Get blob in azure Blob Storage with API shared key

0
votes

I have a (private) blob in Azure blob storage that was written through an account that has write and read access to it (it was written through this account by terraform). I am trying to fetch it through Python (without Azure SDK) and I have been unable to.

My request is as follows:

import datetime
import requests


key = ...
secret = ...
now = datetime.datetime.utcnow().strftime('%a, %d %b %Y %H:%M:%S GMT')
# the required settings, as per https://docs.microsoft.com/en-us/rest/api/storageservices/get-blob
headers = {'Authorization': 'SharedKey {}:{}'.format(key, secret),
           'Date': now,
           'x-ms-version': '2018-03-28'
           }

storage_account = ...
container = ...
url = 'https://{}.blob.core.windows.net/{}/terraform.tfstate'.format(storage_account, container)

response = requests.get(url, headers=headers)

print(response.status_code)
print(response.text)

This yields

400
<?xml version="1.0" encoding="utf-8"?><Error>
<Code>OutOfRangeInput</Code><Message>One of the request inputs is out of range. 
RequestId:...
Time:...</Message></Error>

I have validated that this file exists (Storage explorer) and that, when I access it via the console, I get the same URL as the one above, but with extra GET parameters.

For those wondering: the reason I decided not to use Azure SDK for Python: I only need to get a blob and pip install azure[blob] would add 88 dependencies to the project (IMO unacceptably high number for such a simple task).

1
pythonazure-storage-blobs

1 Answers

1
votes

So, the reason is that the signature mentioned in the documentation is constructed from the request and is described here in detail.
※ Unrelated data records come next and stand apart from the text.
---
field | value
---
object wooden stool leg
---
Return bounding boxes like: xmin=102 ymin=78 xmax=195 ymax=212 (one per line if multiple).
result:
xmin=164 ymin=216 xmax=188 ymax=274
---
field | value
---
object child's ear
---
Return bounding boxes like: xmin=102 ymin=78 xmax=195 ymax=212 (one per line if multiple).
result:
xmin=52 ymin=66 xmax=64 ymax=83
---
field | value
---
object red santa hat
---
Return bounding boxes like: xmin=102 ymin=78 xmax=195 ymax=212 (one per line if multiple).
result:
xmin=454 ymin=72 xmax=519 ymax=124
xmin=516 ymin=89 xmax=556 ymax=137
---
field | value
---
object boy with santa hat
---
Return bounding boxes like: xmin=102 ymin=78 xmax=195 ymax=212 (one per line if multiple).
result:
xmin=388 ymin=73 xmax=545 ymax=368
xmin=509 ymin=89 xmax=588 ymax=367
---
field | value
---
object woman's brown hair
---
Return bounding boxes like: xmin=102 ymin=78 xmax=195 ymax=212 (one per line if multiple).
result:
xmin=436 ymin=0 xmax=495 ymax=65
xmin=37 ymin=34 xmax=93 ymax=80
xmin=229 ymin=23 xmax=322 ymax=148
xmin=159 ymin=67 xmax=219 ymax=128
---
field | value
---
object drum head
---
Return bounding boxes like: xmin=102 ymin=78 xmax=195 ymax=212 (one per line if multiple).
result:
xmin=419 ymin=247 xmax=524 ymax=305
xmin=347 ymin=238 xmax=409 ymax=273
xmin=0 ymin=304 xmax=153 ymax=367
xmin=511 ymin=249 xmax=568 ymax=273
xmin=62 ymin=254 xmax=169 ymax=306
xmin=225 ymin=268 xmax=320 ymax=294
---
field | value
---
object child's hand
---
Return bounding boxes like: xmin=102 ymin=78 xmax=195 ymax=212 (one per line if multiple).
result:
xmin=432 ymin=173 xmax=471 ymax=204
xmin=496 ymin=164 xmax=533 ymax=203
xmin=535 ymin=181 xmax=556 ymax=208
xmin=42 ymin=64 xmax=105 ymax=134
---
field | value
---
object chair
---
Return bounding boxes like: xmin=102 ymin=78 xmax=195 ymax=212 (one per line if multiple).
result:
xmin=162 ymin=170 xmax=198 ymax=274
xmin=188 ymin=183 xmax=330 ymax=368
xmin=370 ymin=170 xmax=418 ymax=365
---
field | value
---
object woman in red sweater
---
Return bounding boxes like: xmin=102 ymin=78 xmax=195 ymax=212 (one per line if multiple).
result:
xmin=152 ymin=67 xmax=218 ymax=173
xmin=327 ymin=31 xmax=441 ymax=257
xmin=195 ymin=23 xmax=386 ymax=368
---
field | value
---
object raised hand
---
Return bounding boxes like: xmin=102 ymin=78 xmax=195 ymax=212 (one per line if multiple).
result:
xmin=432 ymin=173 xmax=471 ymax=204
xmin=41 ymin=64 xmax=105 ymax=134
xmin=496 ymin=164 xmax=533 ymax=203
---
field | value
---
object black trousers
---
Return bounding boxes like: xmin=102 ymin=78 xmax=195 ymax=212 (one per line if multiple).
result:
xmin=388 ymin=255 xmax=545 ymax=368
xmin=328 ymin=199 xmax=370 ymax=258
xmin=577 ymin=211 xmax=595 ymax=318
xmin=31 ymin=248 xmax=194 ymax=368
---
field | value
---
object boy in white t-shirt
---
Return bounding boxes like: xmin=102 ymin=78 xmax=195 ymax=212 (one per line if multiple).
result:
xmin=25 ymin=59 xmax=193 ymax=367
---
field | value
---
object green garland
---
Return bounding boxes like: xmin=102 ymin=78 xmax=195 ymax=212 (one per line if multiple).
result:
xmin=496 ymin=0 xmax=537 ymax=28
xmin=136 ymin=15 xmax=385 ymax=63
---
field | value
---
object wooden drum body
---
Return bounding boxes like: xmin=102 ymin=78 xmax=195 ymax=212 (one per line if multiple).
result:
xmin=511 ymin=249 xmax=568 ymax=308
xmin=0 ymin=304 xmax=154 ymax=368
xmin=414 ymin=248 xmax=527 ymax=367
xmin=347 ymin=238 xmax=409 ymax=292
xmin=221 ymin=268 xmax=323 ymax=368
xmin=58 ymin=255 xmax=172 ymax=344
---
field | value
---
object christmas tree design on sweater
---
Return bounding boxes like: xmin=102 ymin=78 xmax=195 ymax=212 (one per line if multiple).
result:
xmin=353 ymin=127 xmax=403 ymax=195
The Python 3-equivalent of the whole thing is:

import base64
import hmac
import hashlib
import datetime

import requests


def _sign_string(key, string_to_sign):
    key = base64.b64decode(key.encode('utf-8'))
    string_to_sign = string_to_sign.encode('utf-8')
    signed_hmac_sha256 = hmac.HMAC(key, string_to_sign, hashlib.sha256)
    digest = signed_hmac_sha256.digest()
    encoded_digest = base64.b64encode(digest).decode('utf-8')
    return encoded_digest


def get_blob(storage_account, token, file_path):
    now = datetime.datetime.utcnow().strftime('%a, %d %b %Y %H:%M:%S GMT')
    url = 'https://{account}.blob.core.windows.net/{path}'.format(account=storage_account, path=file_path)
    version = '2018-03-28'
    headers = {'x-ms-version': version,
               'x-ms-date': now}

    content = 'GET{spaces}x-ms-date:{now}\nx-ms-version:{version}\n/{account}/{path}'.format(
        spaces='\n'*12,
        now=now,
        version=version,
        account=storage_account,
        path=file_path
    )

    headers['Authorization'] = 'SharedKey ' + storage_account + ':' + _sign_string(token, content)

    response = requests.get(url, headers=headers)

    assert response.status_code == 200
    return response.text

where file_path is of the form {container}/{path-in-container}.

Using this snippet was still superior to add 88 dependencies to the project.